Philip Morris Asia Ltd. (PMA) [corporate website] on Monday initiated legal proceedings [press release] on behalf of its Australian subsidiary Philip Morris Ltd. [corporate website] against the Australian government to block new plain package labeling requirements for tobacco products set to go into effect in December 2012. The company is also seeking compensation for the loss of value of its trademarks and Australian investments. The new labeling requirements were passed by the Australian Senate [JURIST report] last week followed by the passage in the Australian House [press release] on Monday. One hour after the legislation passed, PMA, a Hong Kong based company, filed a Notice of Arbitration under Australia's Bilateral Investment Treaty with Hong Kong [text, PDF] which was signed in 1993. PMA spokesperson Anne Edwards commented on the announcement:
We are left with no option. The Government has passed this legislation despite being unable to demonstrate that it will be effective at reducing smoking and has ignored the widespread concerns raised in Australia and internationally regarding the serious legal issues associated with plain packaging.The new regulations require that cigarettes be sold in generic, olive green packages, without branding or logos. The packages will also have graphic warnings [AUS Health Dept. backgrounder] of the potential health risks of smoking.
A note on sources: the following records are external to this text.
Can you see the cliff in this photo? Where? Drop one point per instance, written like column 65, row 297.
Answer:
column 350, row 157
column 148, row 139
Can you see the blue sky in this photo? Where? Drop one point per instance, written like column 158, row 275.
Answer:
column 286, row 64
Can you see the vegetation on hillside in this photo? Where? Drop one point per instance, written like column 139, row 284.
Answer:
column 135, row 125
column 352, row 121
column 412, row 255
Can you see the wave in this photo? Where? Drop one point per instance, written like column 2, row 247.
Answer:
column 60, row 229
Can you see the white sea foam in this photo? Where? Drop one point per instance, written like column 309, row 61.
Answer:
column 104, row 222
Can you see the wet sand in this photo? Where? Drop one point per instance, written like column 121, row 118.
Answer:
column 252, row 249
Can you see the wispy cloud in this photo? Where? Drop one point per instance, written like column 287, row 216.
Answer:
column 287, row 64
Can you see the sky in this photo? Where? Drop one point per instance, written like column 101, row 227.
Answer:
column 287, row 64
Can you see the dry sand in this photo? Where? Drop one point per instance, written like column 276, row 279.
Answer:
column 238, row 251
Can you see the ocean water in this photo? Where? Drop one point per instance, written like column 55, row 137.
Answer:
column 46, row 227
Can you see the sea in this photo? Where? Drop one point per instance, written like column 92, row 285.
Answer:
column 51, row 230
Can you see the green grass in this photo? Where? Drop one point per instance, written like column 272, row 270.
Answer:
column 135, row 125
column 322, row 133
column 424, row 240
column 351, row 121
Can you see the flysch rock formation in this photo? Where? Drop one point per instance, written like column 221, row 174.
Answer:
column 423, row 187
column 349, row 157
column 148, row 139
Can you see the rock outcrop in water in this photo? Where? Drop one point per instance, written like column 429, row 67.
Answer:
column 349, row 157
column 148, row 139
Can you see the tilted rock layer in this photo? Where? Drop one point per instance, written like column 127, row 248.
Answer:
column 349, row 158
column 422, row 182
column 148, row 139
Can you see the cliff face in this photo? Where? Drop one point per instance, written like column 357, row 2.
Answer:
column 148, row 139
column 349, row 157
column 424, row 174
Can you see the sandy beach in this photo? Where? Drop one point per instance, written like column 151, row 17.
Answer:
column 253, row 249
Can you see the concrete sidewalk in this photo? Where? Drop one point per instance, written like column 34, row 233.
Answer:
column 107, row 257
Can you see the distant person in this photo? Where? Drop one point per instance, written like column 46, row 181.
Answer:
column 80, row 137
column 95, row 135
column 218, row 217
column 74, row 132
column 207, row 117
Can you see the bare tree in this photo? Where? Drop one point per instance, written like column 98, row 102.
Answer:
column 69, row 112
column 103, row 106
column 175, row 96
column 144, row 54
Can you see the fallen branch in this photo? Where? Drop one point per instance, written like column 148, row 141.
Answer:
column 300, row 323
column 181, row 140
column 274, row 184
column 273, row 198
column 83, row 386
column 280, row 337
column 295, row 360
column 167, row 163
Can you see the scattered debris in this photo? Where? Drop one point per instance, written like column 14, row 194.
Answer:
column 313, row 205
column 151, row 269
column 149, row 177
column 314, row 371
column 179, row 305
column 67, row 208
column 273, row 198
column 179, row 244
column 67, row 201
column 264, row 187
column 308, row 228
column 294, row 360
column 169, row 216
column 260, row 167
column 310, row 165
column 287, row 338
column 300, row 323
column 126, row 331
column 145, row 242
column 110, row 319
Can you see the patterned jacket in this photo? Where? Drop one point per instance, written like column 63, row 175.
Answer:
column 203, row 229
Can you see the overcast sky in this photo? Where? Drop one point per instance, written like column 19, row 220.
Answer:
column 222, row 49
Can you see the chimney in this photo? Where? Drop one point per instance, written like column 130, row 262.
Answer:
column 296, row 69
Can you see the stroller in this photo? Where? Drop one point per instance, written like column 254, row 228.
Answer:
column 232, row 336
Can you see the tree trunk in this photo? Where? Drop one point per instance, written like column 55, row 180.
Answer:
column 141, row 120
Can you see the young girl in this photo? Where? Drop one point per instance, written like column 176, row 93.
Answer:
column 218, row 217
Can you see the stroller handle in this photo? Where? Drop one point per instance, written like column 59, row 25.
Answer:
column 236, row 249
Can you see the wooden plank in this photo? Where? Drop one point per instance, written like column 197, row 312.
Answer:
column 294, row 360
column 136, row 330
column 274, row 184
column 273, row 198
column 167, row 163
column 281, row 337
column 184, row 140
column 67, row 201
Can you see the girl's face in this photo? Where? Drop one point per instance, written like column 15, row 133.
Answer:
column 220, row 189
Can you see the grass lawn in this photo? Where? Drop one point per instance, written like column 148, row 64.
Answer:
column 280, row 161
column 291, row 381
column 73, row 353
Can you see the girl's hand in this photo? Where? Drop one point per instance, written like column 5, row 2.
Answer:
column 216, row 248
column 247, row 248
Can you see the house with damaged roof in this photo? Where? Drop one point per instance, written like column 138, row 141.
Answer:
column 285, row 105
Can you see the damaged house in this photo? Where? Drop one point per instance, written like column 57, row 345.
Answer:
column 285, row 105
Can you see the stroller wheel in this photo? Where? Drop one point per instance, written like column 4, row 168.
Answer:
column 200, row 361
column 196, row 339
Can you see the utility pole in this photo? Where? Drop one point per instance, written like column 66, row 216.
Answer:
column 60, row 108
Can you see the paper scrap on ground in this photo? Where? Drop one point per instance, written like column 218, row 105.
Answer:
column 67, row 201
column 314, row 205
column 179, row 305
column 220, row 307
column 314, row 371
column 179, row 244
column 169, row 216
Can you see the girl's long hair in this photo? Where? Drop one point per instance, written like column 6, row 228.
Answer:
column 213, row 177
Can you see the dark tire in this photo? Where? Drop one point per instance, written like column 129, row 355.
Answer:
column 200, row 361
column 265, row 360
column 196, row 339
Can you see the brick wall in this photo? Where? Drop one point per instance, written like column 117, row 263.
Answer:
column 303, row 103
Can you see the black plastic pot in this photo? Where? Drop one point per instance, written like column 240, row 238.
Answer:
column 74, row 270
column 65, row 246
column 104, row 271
Tobacco packaging is at issue in the US as well. Earlier this month a judge for the US District Court for the District of Columbia [official website] granted a temporary injunction to block the implementation [JURIST report] of new requirements of graphic image and textual warning labels imposed by the Family Smoking Prevention and Tobacco Control Act (FSPTCA) [HR 1256 text]. A group of four tobacco companies had sued the US government [JURIST report] in August claiming that new cigarette labeling regulations [FDA materials] violate their First Amendment [text] rights. In 2009, US President Barack Obama [official website] signed the FSPTCA into law [JURIST report], granting the FDA certain authority to regulate tobacco products. The legislation heightens warning-label requirements, prohibits marketing "light cigarettes" as a healthier alternative and allows for the regulation of cigarette ingredients.